2016-12-05 07:52:24,378 ERROR(CuratorFrameworkImpl.java:566): Background operation retry gave up
org.apache.zookeeper.KeeperException$SessionExpiredException: KeeperErrorCode = Session expired
at org.apache.zookeeper.KeeperException.create(KeeperException.java:127) ~[zookeeper-3.4.8.jar:3.4.8–1]
at org.apache.curator.framework.imps.CuratorFrameworkImpl.checkBackgroundRetry(CuratorFrameworkImpl.java:728) [curator-framework-2.10.0.jar:?]
at org.apache.curator.framework.imps.CuratorFrameworkImpl.processBackgroundOperation(CuratorFrameworkImpl.java:516) [curator-framework-2.10.0.jar:?]
at org.apache.curator.framework.imps.CreateBuilderImpl.sendBackgroundResponse(CreateBuilderImpl.java:565) [curator-framework-2.10.0.jar:?]
at org.apache.curator.framework.imps.CreateBuilderImpl.access$900(CreateBuilderImpl.java:44) [curator-framework-2.10.0.jar:?]
at org.apache.curator.framework.imps.CreateBuilderImpl$6.processResult(CreateBuilderImpl.java:524) [curator-framework-2.10.0.jar:?]
at org.apache.zookeeper.ClientCnxn$EventThread.processEvent(ClientCnxn.java:613) [zookeeper-3.4.8.jar:3.4.8–1]
at org.apache.zookeeper.ClientCnxn$EventThread.queuePacket(ClientCnxn.java:485) [zookeeper-3.4.8.jar:3.4.8–1]
at org.apache.zookeeper.ClientCnxn.finishPacket(ClientCnxn.java:655) [zookeeper-3.4.8.jar:3.4.8–1]
at org.apache.zookeeper.ClientCnxn.conLossPacket(ClientCnxn.java:673) [zookeeper-3.4.8.jar:3.4.8–1]
at org.apache.zookeeper.ClientCnxn.access$2300(ClientCnxn.java:90) [zookeeper-3.4.8.jar:3.4.8–1]
at org.apache.zookeeper.ClientCnxn$SendThread.cleanup(ClientCnxn.java:1255) [zookeeper-3.4.8.jar:3.4.8–1]
at org.apache.zookeeper.ClientCnxn$SendThread.run(ClientCnxn.java:1170) [zookeeper-3.4.8.jar:3.4.8–1]
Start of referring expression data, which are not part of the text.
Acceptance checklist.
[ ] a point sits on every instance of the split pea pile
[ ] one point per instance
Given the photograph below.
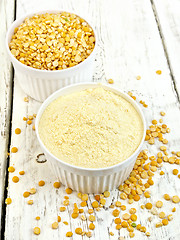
(135, 188)
(52, 41)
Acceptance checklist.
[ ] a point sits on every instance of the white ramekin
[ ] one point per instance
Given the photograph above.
(89, 180)
(39, 84)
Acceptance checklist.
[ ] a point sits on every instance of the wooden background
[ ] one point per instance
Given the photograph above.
(136, 37)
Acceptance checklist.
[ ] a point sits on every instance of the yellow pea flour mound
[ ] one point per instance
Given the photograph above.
(94, 128)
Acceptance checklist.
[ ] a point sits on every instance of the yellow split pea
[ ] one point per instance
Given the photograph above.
(52, 41)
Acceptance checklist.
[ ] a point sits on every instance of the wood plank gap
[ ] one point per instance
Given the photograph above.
(165, 49)
(3, 216)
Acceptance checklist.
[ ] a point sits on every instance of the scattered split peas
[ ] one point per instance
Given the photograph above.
(15, 179)
(14, 149)
(91, 226)
(41, 183)
(68, 190)
(69, 234)
(55, 225)
(17, 131)
(37, 230)
(78, 231)
(57, 185)
(8, 201)
(11, 169)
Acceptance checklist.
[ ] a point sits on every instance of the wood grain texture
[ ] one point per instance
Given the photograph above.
(168, 18)
(6, 18)
(129, 45)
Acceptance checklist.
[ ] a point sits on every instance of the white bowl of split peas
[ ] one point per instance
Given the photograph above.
(50, 50)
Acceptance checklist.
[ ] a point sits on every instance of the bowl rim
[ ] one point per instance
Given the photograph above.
(18, 21)
(88, 85)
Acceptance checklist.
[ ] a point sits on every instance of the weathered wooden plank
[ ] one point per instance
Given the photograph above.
(6, 18)
(168, 19)
(129, 45)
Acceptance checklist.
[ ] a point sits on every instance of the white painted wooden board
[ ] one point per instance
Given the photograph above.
(168, 16)
(129, 45)
(6, 18)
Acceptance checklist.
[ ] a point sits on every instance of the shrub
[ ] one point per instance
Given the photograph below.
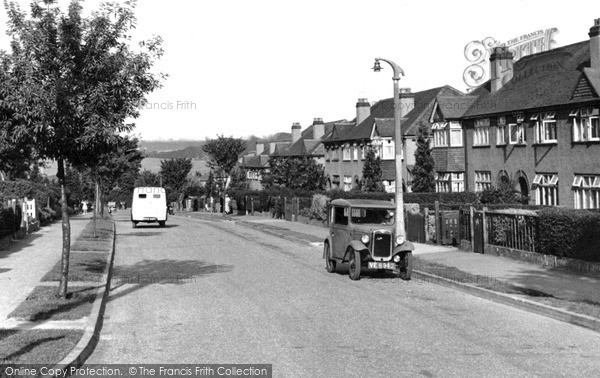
(318, 208)
(570, 233)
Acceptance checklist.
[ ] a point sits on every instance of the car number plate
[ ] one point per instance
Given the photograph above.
(381, 265)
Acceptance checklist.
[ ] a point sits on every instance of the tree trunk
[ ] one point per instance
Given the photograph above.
(66, 226)
(96, 203)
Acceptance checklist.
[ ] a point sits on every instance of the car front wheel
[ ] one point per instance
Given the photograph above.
(354, 267)
(329, 263)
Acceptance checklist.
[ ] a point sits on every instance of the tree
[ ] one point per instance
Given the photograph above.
(174, 173)
(223, 154)
(423, 171)
(294, 173)
(372, 173)
(210, 187)
(72, 84)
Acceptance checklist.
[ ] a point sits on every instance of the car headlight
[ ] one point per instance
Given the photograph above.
(400, 239)
(365, 239)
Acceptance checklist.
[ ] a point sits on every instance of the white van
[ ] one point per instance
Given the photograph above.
(149, 205)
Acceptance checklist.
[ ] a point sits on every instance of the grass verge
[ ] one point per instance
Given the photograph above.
(83, 267)
(47, 347)
(490, 283)
(43, 304)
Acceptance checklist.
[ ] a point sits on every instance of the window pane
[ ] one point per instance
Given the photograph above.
(456, 136)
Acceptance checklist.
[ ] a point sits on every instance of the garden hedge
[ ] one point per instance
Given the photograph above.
(570, 233)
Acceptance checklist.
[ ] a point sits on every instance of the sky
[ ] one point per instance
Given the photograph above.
(243, 68)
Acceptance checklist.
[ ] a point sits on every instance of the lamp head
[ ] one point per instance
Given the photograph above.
(376, 66)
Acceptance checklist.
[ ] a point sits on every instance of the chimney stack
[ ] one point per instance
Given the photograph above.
(260, 147)
(595, 44)
(407, 101)
(296, 132)
(318, 128)
(363, 110)
(272, 146)
(501, 67)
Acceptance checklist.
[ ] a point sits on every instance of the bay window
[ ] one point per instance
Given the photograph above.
(483, 180)
(545, 127)
(586, 191)
(586, 125)
(546, 189)
(481, 136)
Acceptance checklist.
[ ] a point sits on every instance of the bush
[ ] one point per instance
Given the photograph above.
(570, 233)
(318, 208)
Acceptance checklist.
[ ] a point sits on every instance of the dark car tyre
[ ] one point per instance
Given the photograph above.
(354, 267)
(329, 263)
(406, 266)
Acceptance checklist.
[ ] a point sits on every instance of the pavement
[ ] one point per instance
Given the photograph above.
(25, 262)
(18, 275)
(532, 277)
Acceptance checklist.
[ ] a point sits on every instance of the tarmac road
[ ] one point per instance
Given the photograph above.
(205, 292)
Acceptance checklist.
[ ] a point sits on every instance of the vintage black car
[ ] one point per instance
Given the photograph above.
(361, 233)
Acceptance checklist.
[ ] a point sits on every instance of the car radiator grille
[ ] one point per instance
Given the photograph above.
(382, 245)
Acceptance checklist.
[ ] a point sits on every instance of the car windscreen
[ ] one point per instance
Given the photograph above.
(372, 216)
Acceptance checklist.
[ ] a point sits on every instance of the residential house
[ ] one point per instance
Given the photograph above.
(304, 143)
(257, 163)
(536, 123)
(374, 128)
(447, 141)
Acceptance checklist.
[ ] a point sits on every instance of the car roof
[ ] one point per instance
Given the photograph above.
(364, 203)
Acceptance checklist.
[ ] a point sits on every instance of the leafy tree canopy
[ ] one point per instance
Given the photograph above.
(423, 171)
(294, 173)
(372, 173)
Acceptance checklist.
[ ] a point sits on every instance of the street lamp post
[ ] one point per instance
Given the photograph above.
(399, 221)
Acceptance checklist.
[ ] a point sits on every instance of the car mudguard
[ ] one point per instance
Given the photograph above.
(355, 245)
(404, 247)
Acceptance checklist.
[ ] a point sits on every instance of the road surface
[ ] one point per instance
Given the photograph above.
(205, 292)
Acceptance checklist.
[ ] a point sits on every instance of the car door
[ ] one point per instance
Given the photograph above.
(340, 232)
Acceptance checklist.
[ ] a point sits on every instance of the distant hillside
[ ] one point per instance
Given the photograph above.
(168, 145)
(153, 165)
(193, 152)
(192, 149)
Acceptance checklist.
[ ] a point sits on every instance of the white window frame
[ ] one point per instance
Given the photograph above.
(457, 182)
(586, 125)
(440, 134)
(586, 191)
(520, 133)
(501, 135)
(347, 183)
(481, 135)
(545, 128)
(346, 156)
(483, 180)
(442, 182)
(389, 152)
(456, 137)
(546, 189)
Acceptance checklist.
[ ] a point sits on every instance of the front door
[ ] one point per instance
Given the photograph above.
(478, 232)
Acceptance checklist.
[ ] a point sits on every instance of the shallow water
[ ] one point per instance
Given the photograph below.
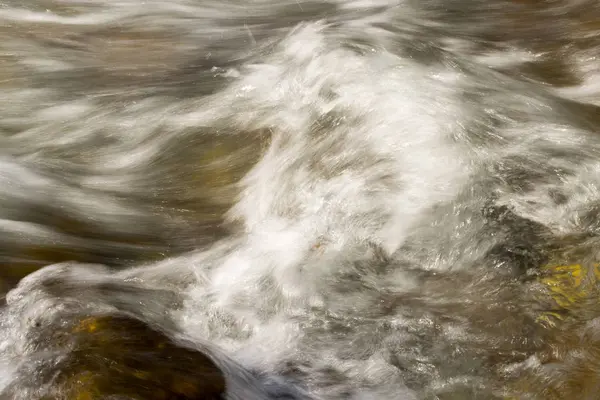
(343, 199)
We have to restart them and also delete the segment-cache folder, because if we don’t delete the, it continues to fail… And we cannot query to them, and the realtime tasks (kafka indexing service) can’t persist the data.

Unfortunately we have too many segments (thousands) per dataSource, and we are trying to reduce this number by reindexing with DAY granularity, but there’s still a long way to go and we cannot run reindexing services while historicals are having so many troubles.
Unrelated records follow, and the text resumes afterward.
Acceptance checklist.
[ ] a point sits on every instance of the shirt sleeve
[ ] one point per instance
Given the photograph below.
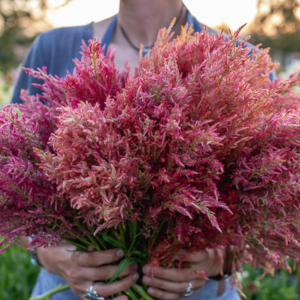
(33, 60)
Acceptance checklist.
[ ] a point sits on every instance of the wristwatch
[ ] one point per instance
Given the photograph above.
(34, 259)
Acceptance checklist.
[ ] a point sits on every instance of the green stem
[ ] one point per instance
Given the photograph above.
(79, 246)
(142, 292)
(131, 294)
(133, 242)
(79, 238)
(47, 295)
(156, 234)
(94, 243)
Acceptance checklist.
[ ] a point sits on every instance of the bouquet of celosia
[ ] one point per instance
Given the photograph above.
(197, 150)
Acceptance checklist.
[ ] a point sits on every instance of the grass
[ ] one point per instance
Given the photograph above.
(18, 275)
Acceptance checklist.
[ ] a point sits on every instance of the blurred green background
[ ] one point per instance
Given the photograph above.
(276, 25)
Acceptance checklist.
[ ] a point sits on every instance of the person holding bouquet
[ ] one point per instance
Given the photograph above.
(137, 23)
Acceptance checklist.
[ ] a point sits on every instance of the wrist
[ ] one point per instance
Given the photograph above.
(226, 266)
(34, 256)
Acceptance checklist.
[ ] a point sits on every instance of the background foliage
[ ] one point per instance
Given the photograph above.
(20, 22)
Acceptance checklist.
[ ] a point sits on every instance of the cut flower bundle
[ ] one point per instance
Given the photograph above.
(198, 149)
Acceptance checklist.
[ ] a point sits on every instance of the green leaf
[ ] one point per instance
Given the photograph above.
(114, 242)
(125, 263)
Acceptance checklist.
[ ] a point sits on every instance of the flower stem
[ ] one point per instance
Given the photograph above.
(47, 295)
(142, 292)
(131, 294)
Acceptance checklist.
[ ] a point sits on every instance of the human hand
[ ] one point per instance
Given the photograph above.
(82, 269)
(167, 284)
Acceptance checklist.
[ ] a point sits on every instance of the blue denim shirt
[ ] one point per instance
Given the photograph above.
(56, 49)
(47, 281)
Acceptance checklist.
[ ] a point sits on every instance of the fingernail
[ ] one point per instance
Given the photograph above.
(147, 279)
(135, 276)
(151, 291)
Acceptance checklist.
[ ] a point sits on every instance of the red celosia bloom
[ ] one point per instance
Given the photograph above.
(195, 150)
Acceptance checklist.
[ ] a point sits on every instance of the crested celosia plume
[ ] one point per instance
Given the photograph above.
(198, 149)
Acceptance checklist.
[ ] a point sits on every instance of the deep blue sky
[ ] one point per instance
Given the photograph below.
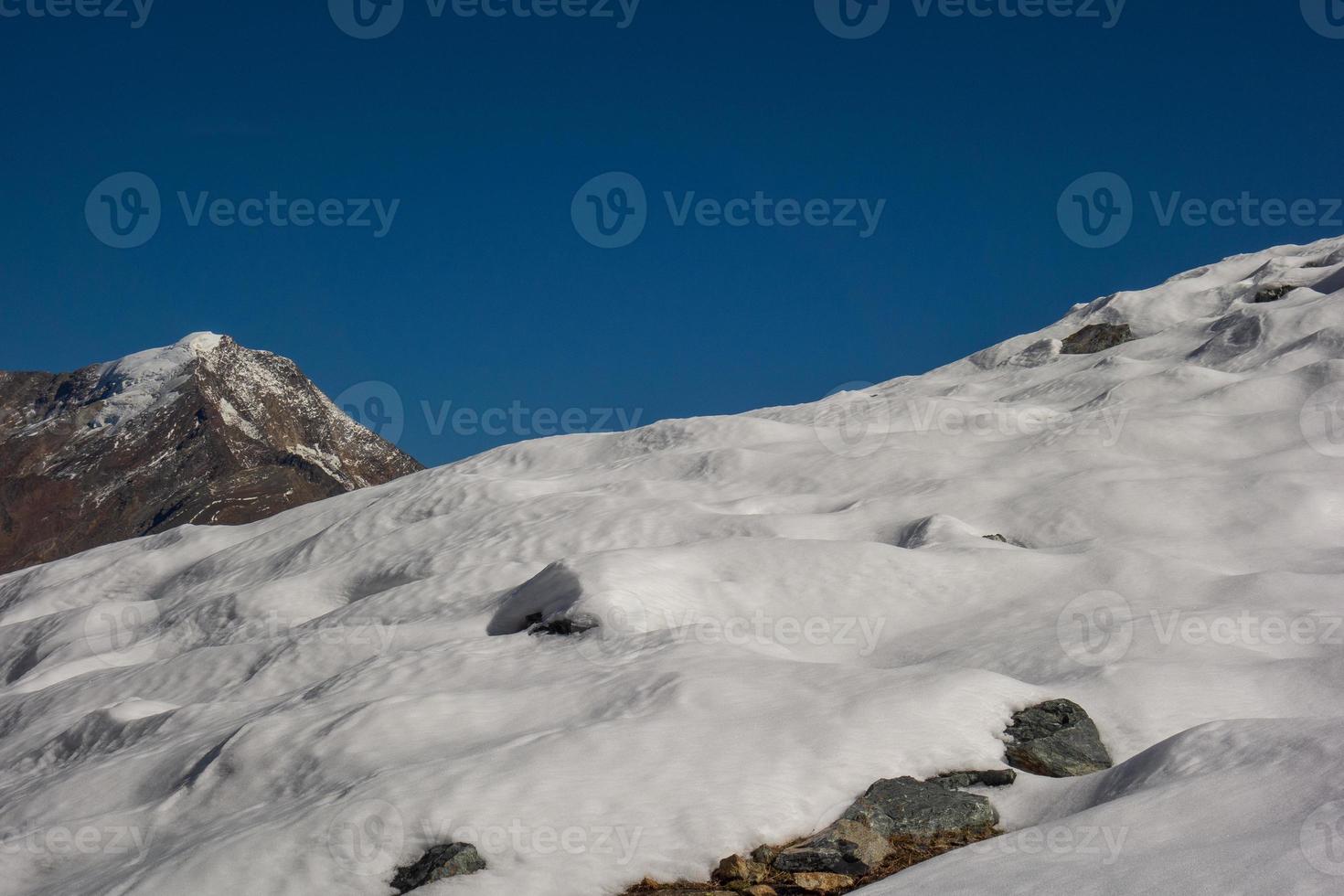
(484, 294)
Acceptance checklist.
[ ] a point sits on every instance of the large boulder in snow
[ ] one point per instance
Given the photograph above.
(847, 847)
(963, 779)
(440, 863)
(1057, 739)
(860, 841)
(1097, 337)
Also, this morning we had to restart zookeeper, because the kafka indexing tasks weren’t able to start properly. They started and got killed immediately by the overlord, not sure why.

In zookeeper.out we see some errors like these:

2016-12-05 11:29:59,192 [myid:3] - WARN [NIOServerCxn.Factory:0.0.0.0/0.0.0.0:2181:NIOServerCnxn@357] - caught end of stream exception
EndOfStreamException: Unable to read additional data from client sessionid 0x0, likely client has closed socket
at org.apache.zookeeper.server.NIOServerCnxn.doIO(NIOServerCnxn.java:230)
at org.apache.zookeeper.server.NIOServerCnxnFactory.run(NIOServerCnxnFactory.java:203)
at java.lang.Thread.run(Thread.java:745)

Is this only a zk problem? What can we change? We have zookeeper in 3 nodes, one with a druid broker, and 2 with one druid overlord and one coordinator each.
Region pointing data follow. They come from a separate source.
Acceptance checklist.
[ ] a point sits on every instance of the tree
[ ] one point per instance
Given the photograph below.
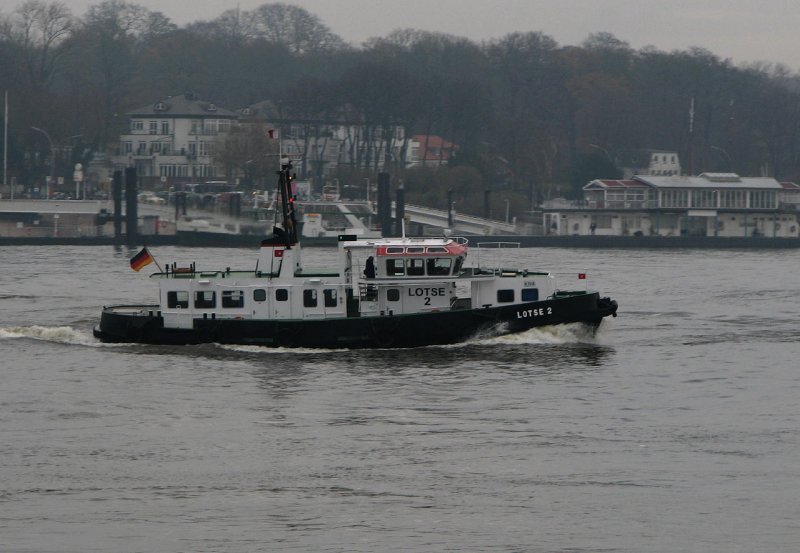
(301, 31)
(41, 30)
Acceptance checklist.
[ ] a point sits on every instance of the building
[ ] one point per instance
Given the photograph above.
(323, 144)
(174, 137)
(648, 162)
(710, 204)
(430, 151)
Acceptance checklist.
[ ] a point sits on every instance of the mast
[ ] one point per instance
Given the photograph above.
(289, 219)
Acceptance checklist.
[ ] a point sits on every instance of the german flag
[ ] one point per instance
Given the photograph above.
(141, 259)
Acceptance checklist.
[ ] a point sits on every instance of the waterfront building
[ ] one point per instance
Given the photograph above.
(710, 204)
(174, 137)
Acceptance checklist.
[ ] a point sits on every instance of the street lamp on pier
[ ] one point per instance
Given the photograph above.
(52, 159)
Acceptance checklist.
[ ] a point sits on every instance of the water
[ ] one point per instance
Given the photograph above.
(675, 429)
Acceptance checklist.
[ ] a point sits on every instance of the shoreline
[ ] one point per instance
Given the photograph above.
(212, 240)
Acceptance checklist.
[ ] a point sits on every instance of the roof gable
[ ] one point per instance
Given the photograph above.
(185, 105)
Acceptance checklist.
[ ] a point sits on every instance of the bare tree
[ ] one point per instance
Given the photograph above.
(301, 31)
(41, 31)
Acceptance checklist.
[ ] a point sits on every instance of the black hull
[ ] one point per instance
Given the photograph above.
(119, 324)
Thank you, any help will be appreciated.

Using: druid 0.9.1.1, zookeeper 3.4.8

Fede,

And also, in zookeeper.out we are seeing this…

We seem to have solved this.

We did two things:

  • Change the _default rule of the coordinator to replica 1. Replica 2 sent too many requests to zk.

  • Set used=0 for the corrupted segments in the metadata db. Coordinator kept trying to load them, and historicals failed every time.

Decreasing the number of zk requests with these 2 changes made it stable.

Hi,

I’m also facing the same issue.

Would you please share the step to resolve this issue?

Thanks,
Rajesh

Hey Rajesh,

This issue seems to be due to heavy load on ZK causing instability on ZK, which spills over into instability in Druid. You should be able to fix it by reducing load on ZK or by giving ZK more powerful hardware.